We searched the Cochrane Central Register of Controlled Trials (CENTRAL), MEDLINE, and Embase from database inception to October 2023, and the ISGPS Evidence Map of Pancreatic Surgery to 9 April 2025.

Selection criteria: 

We included randomised controlled trials (RCTs) comparing stapler versus scalpel resection followed by handsewn closure of the pancreatic remnant for open distal pancreatectomy (irrespective of language or publication status).
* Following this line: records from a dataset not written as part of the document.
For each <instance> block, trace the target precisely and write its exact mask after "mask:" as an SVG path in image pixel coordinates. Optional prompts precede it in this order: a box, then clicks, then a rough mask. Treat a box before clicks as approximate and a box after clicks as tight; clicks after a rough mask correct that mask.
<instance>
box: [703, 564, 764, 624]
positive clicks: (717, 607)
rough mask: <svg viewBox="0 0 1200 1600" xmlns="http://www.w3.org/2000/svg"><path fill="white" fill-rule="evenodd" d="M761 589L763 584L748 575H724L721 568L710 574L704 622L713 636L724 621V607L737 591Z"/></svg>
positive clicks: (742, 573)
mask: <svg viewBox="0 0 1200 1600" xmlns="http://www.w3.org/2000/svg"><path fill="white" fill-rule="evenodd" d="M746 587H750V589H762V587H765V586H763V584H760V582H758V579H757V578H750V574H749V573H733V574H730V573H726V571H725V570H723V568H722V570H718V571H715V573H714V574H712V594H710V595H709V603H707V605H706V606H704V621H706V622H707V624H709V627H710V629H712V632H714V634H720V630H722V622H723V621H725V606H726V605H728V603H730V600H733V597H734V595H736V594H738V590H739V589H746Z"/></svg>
Data collection and analysis: 

Two review authors independently assessed trials for inclusion and performed data extraction. Our outcomes of interest were postoperative mortality and morbidity, especially postoperative pancreatic fistula. Taking into account the clinical heterogeneity between trials (e.g. different endpoint definitions), we analysed data using a random-effects model in RevMan, calculating risk ratio (RR) or mean difference (MD) with 95% confidence intervals (CI). We used GRADE to assess the certainty of evidence.

Main results: 

In three trials, a total of 515 participants underwent distal pancreatic resection and were randomised to closure of the pancreatic remnant either with stapler (n = 259) or scalpel resection followed by handsewn closure (n = 256). One study was a single-centre pilot RCT, and two studies were multicentre RCTs. The single-centre pilot RCT evaluated 69 participants in five intervention arms (stapler, handsewn, fibrin glue, mesh, and pancreaticojejunostomy), although we only assessed the stapler and handsewn closure groups (14 and 15 participants, respectively). The two multicentre RCTs had two interventional arms: stapler (n = 177 and 68) and handsewn closure (n = 175 and 66).

Stapler may have similar effects on postoperative mortality compared to scalpel resection followed by handsewn closure, although the CI is wide (4 deaths per 1000 compared with 8 per 1000; RR 0.49, 95% CI 0.05 to 5.40; 3 RCTs; 515 participants; low-certainty evidence). Stapler likely results in little to no difference in postoperative pancreatic fistula according to the International Study Group of Pancreatic Surgery (ISGPS) definition compared to scalpel resection followed by handsewn closure (26% versus 29%; RR 1.11, 95% CI 0.84 to 1.47; 2 RCTs; 486 participants; moderate-certainty evidence). Stapler likely results in little to no difference in overall postoperative morbidity compared to scalpel resection followed by handsewn closure (63% versus 59%; RR 1.06, 95% CI 0.87 to 1.30; 2 RCTs; 486 participants; moderate-certainty evidence). We downgraded the certainty of evidence for all outcomes by one level due to potential selection bias alone or in combination with performance and detection bias, and for postoperative mortality by a further level for imprecision.